When I was pregnant with Sunshine, my husband and I read a book that compared labour to a marathon. The author asked, “If you knew you were going to run a marathon in 9 months, wouldn’t you prepare for it?” He was talking primarily about physical preparation for labour, but his advice has stuck with me. With my last pregnancy, I found three natural ways to prepare your body for labour.
Red raspberry leaf tea, evening primrose oil and dates are all said to strengthen a women’s uterus. Two of these I’ve used sporadically with previous pregnancies; one I heard about only with this pregnancy. Together, I believe all three helped me have my best labour and recovery.
Red Raspberry Leaf Tea
My midwives recommended this during my pregnancy with Sunshine. Raspberry leaf tea has been used medicinally for thousands of years as a uterine tonic. It contains several good nutrients like Vitamin B complex, calcium, iron, and magnesium. This herb is also said to lower blood sugar and blood pressure, improve your immune system and circulation, and ease morning sickness.

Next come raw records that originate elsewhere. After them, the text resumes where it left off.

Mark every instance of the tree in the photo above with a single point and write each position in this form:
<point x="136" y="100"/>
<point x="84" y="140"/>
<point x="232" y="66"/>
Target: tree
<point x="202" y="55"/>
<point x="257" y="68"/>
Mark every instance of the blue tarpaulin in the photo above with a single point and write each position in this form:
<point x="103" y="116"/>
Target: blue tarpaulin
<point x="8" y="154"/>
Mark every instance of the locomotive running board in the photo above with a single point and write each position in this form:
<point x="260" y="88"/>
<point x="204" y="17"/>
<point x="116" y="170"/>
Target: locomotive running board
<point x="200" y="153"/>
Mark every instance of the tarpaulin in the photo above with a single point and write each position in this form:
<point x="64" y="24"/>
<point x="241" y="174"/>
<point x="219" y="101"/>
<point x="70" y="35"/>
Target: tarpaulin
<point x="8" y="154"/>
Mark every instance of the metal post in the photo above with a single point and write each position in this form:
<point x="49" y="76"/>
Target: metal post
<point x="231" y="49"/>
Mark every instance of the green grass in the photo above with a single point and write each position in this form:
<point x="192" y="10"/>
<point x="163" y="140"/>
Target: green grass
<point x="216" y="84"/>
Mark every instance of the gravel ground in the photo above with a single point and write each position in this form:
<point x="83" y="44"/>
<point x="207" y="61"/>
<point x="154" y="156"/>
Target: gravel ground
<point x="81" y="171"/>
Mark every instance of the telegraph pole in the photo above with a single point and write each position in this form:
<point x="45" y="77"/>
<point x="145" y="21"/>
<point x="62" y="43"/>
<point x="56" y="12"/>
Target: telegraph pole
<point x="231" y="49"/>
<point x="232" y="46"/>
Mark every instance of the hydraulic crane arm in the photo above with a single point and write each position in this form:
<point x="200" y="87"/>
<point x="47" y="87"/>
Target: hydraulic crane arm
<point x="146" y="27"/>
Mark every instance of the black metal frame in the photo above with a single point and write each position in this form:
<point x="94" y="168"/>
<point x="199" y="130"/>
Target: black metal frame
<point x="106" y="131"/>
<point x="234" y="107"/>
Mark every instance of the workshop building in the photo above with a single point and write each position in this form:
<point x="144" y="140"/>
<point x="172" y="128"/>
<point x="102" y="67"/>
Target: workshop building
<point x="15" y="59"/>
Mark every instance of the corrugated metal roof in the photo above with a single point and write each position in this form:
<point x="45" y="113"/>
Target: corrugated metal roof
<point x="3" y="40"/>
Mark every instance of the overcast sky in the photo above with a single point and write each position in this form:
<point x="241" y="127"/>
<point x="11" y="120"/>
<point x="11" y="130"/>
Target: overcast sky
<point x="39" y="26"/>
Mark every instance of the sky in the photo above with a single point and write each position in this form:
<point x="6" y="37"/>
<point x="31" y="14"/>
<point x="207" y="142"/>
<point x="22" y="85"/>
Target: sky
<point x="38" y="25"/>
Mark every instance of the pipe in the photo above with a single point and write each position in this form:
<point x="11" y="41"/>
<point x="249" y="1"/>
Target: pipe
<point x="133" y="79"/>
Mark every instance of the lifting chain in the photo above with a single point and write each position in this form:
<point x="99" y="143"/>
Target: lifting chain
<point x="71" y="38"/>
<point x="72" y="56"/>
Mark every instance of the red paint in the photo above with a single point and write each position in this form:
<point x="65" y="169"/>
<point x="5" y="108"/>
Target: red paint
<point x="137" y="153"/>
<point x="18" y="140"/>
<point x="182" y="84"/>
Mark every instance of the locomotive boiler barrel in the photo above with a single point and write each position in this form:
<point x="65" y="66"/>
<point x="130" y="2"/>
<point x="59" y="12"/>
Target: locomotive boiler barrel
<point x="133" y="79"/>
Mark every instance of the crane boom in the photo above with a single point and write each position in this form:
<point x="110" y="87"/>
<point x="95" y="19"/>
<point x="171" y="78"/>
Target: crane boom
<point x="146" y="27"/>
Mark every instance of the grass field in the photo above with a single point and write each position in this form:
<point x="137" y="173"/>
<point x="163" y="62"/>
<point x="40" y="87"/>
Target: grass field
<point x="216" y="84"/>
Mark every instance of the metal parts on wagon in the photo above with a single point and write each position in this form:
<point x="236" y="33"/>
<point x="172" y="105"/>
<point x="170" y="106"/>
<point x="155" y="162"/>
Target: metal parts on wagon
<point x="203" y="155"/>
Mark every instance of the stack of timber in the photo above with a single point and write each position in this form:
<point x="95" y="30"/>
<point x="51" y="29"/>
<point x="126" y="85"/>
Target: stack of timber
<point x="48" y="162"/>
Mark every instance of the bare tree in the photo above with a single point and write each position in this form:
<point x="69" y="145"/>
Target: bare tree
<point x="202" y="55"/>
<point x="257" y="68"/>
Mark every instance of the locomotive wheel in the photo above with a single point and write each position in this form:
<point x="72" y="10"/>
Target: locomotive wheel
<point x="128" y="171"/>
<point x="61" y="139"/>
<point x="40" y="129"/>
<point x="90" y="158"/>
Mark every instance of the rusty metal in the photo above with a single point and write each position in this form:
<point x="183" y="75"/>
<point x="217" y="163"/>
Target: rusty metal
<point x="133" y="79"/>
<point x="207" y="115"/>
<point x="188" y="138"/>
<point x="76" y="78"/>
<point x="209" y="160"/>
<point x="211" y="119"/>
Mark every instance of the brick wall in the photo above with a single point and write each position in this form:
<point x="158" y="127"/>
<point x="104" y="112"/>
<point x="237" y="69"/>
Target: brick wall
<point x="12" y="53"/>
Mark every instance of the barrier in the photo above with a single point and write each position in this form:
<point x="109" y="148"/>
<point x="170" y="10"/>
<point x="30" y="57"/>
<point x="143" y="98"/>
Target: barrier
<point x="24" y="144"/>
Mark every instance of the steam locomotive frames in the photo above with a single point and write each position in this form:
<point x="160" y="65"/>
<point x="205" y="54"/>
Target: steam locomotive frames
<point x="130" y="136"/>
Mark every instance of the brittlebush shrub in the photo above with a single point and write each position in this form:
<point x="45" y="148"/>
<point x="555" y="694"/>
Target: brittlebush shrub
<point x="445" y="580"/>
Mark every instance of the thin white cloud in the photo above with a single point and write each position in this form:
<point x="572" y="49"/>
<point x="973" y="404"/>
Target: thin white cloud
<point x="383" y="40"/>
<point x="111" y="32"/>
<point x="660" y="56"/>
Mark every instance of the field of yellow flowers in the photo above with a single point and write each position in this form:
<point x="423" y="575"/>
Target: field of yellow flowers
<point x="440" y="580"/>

I found red raspberry leaf tea at my local health food store. Check boxes carefully before buying the tea; not all teas labelled “raspberry tea” are actually red raspberry leaf tea. Some are just raspberry flavored. I drank a cup a day for most of my pregnancy, and increased it to two or three cups for the last couple of weeks before my due date.
BellyBelly.com.au notes that “Studies have shown that women who take red raspberry leaf have a reduced incidence of birth interventions. Research has also found that women who drink red raspberry leaf tea regularly towards the end of their pregnancies had shorter second stages of labour than those who don’t.” Like many herbal products, there aren’t a lot of studies done yet.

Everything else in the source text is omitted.